Offshore of Cyprus Registration of firms the English companies
 
 
 

Belize

Formation. Only licensed Agents may organize IBCs in Belize, by subscribing to a Memorandum and Articles of Association as incorporators. The usual procedure is for a nominee to act in this capacity. The Memorandum and Articles of Association must be signed by the subscriber. OLYMPUS SERVICES offers ready-made companies in Belize and provides the service to act as the nominee shareholder.
 
Board of Directors. The business and affairs of the company are managed by a Board of Directors that consists of one or more persons who may be individuals or companies. There are no nationality limitations. The director has all the power of the company that are not reserved to the members under the Act or in the memorandum and articles.
 
Registered Office and Agent. An IBC must appoint a Registered Agent and a Registered Office within the country. It may amend its Memorandum to change its Registered Office or its Registered Agent. An IBC must at all times have a registered office within the territory, and a registered office must be an office maintained in Belize by the company or its registered agent.
 
Disclosure. There is no public record of shareholders. Every IBC is required to keep its own Register of shares and shareholders, and at least one copy thereof must be kept at the Registered Office of the Company in Belize. There is no disclosure obligation for the name(s) of the director(s).
 
Bearer Shares. Bearer shares are allowed in this jurisdiction. Nevertheless, in accordance with the Regulations of June 2001, the Registered Agent is required to maintain physical custody of all bearer shares certificates on behalf of the client. This regulation applies to companies organized after July 1st, 2001.
 
Annual Franchise Tax.

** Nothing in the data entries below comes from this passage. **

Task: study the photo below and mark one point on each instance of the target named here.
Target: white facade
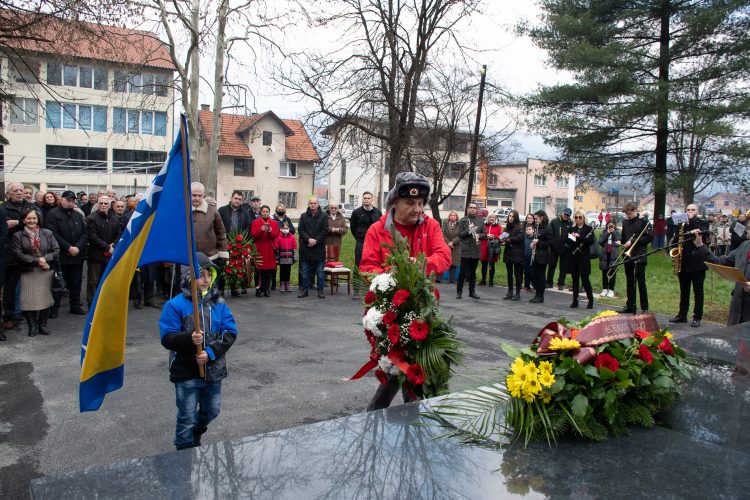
(91, 125)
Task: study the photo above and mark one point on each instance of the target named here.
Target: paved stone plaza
(288, 368)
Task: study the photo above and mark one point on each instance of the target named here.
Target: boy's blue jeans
(198, 403)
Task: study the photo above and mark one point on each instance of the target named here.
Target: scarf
(36, 244)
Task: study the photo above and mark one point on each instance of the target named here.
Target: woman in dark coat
(490, 248)
(264, 231)
(514, 254)
(450, 235)
(36, 250)
(578, 239)
(609, 242)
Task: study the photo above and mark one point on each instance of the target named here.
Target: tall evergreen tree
(631, 62)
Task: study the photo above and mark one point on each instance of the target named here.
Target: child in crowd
(198, 398)
(286, 246)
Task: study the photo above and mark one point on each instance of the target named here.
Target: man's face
(196, 197)
(692, 211)
(408, 210)
(103, 204)
(16, 192)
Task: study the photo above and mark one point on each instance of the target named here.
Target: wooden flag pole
(191, 263)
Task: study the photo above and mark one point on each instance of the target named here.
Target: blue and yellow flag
(157, 232)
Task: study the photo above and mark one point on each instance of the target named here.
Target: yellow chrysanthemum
(558, 344)
(546, 366)
(604, 314)
(546, 379)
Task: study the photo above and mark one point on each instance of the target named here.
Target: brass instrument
(676, 253)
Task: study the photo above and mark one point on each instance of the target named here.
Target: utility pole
(475, 140)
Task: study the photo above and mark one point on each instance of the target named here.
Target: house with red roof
(261, 155)
(92, 107)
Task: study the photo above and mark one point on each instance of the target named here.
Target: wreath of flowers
(549, 393)
(243, 258)
(402, 322)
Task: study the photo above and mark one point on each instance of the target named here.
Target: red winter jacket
(264, 241)
(426, 237)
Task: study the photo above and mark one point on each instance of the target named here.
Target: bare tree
(374, 76)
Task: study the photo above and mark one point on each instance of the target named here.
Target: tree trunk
(662, 114)
(213, 152)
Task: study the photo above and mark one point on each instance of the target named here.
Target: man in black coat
(14, 207)
(692, 268)
(235, 218)
(69, 228)
(313, 229)
(559, 230)
(360, 221)
(103, 229)
(636, 233)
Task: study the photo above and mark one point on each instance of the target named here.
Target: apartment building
(263, 155)
(92, 108)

For an IBC with capital that is under US$50000 the Annual License Tax to the government is US$100. If the capital of the IBC is more than that, then the amount of the annual tax will vary accordingly.
 
Books, Records and Common Seal. An IBC must have a corporate seal, which may be kept outside or within the territory of Belize. Seals must be used if the company enters into a contract which, if entered between natural persons, would be required by law to be in writing and under seal. An IBC shall keep such accounts and records, as the directors consider necessary or adequate.
 
Powers of Attorney. An IBC may grant general or special Powers-of-Attorney to any person, to act on its behalf and to execute contracts, agreements, deeds and other instruments. These powers are not recorded in the Public Registry.
 
Amendments. The Memorandum and Articles of Association may be amended by either a resolution of directors or of shareholders and the amendment filed with the Registry of Companies.
 
Certificates of Good Standing. Good Standing Certificates for an IBC, can be obtained upon application to the Registrar of Companies.
 
Change of corporate domicile. A Belize company may transfer its domicile to a foreign jurisdiction permitting such transfer.A foreign jurisdiction company may continue its existence as a Belize company upon approval of the necessary Resolution by the Board of Directors or appropriate corporate body, registration of the Articles of Incorporation with the Registrar of Companies, and issue of a Certificate of Transfer .The company will then continue as a Belize company regardless of provisions to the contrary, under the laws of its former jurisdiction.